The Bookish Banquet follows the trend of what’s come to be known as the ‘food experience.’ Supper clubs have been cropping up all over, and their popularity might have something to do with the fact that so many of our entertainment media engender virtual experiences. We can live Frank Underwood’s quest for political domination via Netflix from the comfort of our beds. Sony have unveiled their future super toy: a PS4 virtual reality headset.

In the seventies, academic Raymond Williams called this ‘mobile privatisation’. New media are brilliant in reaching the otherwise unreachable – of making us ‘mobile’ from the privacy of our homes – but they also breed isolationism (and Williams had only just started seeing computers, never mind virtual reality headsets). With the world, or a world of sorts, at your fingertips, why go outside?

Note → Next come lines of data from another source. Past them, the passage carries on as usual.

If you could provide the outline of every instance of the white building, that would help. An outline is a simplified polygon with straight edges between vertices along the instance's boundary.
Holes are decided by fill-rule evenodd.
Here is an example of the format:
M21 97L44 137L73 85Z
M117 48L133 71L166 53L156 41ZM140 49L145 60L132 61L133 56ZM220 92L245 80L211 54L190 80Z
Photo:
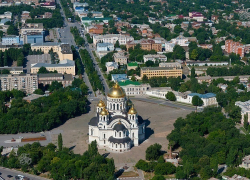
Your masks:
M144 63L147 61L153 61L154 63L155 61L165 62L167 61L167 57L165 55L160 55L160 54L147 54L147 55L143 55L143 60L144 60Z
M245 102L236 101L235 106L241 108L241 124L244 124L245 115L247 115L247 121L250 123L250 100Z
M89 143L98 148L126 152L145 140L145 123L137 114L124 90L116 83L96 108L96 117L89 122Z
M150 89L149 84L141 84L138 81L119 81L119 85L124 89L127 96L144 95Z
M106 62L107 73L113 71L114 69L118 69L118 67L117 62Z
M2 37L2 45L18 45L20 44L20 37L15 35L8 35Z
M95 46L99 42L115 44L117 40L119 41L120 45L126 45L128 41L134 41L134 38L132 36L125 36L121 34L106 34L93 36L93 44Z
M114 51L114 44L112 43L98 43L96 46L96 51Z
M174 67L174 68L181 68L181 63L178 63L178 62L159 63L159 67Z
M4 12L3 14L0 14L0 19L8 18L11 19L12 13L10 11Z

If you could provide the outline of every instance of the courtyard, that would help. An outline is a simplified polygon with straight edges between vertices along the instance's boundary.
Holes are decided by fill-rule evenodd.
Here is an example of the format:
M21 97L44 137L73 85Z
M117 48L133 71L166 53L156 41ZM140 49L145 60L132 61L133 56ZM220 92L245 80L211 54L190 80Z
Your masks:
M145 159L147 147L154 143L161 144L162 150L167 151L168 141L166 136L173 130L173 123L178 117L185 117L191 113L191 110L188 109L179 109L137 100L132 101L138 114L146 120L147 139L140 146L133 147L126 153L110 153L105 149L99 150L101 154L114 158L117 167L124 164L135 164L139 159ZM72 118L62 126L52 130L52 132L62 132L63 145L71 148L74 153L83 154L88 149L88 122L95 116L97 103L98 101L91 102L89 113ZM52 142L55 144L57 144L57 136L57 133L51 134Z

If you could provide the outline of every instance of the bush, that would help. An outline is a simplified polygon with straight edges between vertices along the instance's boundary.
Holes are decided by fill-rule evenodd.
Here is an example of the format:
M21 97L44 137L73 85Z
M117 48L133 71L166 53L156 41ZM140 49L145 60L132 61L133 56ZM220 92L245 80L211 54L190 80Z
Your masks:
M155 175L168 175L176 172L176 167L170 163L158 163L155 167Z
M158 160L161 155L161 145L160 144L153 144L149 146L146 150L146 160Z

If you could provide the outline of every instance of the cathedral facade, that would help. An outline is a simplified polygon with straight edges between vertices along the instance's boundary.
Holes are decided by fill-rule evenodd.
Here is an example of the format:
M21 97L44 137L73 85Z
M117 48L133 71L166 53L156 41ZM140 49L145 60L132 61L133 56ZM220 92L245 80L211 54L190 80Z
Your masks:
M89 143L98 148L125 152L145 140L145 123L124 90L116 83L110 88L106 103L96 107L96 116L89 122Z

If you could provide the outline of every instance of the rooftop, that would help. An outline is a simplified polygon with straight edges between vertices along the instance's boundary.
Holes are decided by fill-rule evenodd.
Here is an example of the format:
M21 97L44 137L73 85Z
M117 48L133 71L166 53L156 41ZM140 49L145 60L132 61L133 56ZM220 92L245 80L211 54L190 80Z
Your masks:
M181 69L178 67L142 67L141 70L172 70L172 69Z
M128 86L128 85L136 85L136 86L139 86L139 85L141 85L141 83L139 83L138 81L131 81L131 80L119 81L118 84L119 84L120 86Z
M203 99L209 99L212 97L216 97L216 94L214 93L207 93L207 94L191 93L189 94L189 96L199 96L200 98L203 98Z
M128 63L128 66L138 66L137 62Z

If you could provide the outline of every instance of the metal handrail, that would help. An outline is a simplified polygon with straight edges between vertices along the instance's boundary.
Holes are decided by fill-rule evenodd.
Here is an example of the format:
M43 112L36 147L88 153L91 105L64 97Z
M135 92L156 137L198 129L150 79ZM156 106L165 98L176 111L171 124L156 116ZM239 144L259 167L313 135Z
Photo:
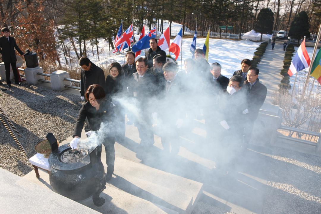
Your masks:
M38 81L40 81L40 82L47 82L47 83L51 83L51 81L49 81L49 80L44 80L43 79L40 79L40 78L38 79Z
M67 85L66 84L65 84L64 86L65 88L69 88L71 89L74 89L80 90L80 87L77 87L77 86L74 86L73 85Z
M69 81L71 82L76 82L77 83L80 83L80 80L75 80L74 79L70 79L70 78L66 78L65 77L64 78L64 80L65 81Z
M291 132L298 132L299 133L302 133L302 134L309 134L309 135L313 135L314 136L321 137L320 133L318 133L317 132L314 132L307 131L302 129L297 129L296 128L293 128L293 127L289 127L288 126L285 126L284 125L281 125L280 126L279 129L280 129L287 130Z
M48 73L44 73L41 72L37 72L37 74L40 76L44 76L45 77L50 77L50 75Z

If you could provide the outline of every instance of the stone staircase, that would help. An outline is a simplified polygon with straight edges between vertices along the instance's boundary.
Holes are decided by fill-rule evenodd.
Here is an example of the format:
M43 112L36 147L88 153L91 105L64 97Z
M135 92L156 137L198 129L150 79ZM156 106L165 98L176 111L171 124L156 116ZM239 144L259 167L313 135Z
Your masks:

So despite this – or, perhaps, because of this – there’s a fierce longing for tangible experiences. And food is a surefire way of getting people off the web. “What I love about food is that it brings people together”, Chantal says.

Making the books pop-up

But what about reading? Isn’t it private – and, essentially, vicarious? You escape to make-believe lands while your physical self stays crammed on the tube. Can you translate it into a communal experience?

Chantal believes so. In fact, she thinks books are inherently social. Traditional book clubs are doing it wrong: “The idea is to not have this official discussion – sort of, ok, now we’re going to talk about these questions. What I love is for people to start thinking about how the food relates to the book, and for that to spark a conversation.”

So which books make a good banquet? “If I can visualize it, I can turn it into a dinner”, Chantal says. From there, it’s a quest for the right props – scouring markets for Alice in Wonderland bottles and Sherlock Holmes-style chemistry sets. All of which are not purely decorative. “What I love about Life of Pi is that it has a lot of layers – the religious references, for example,” Chantal says. If somebody reads it, they might not think about them – but seeing it might spark people’s ideas more.

Who would Chantal’s fantasy dinner guests be? “The whole Moomin family. At a picnic. And Pippi Longstocking!”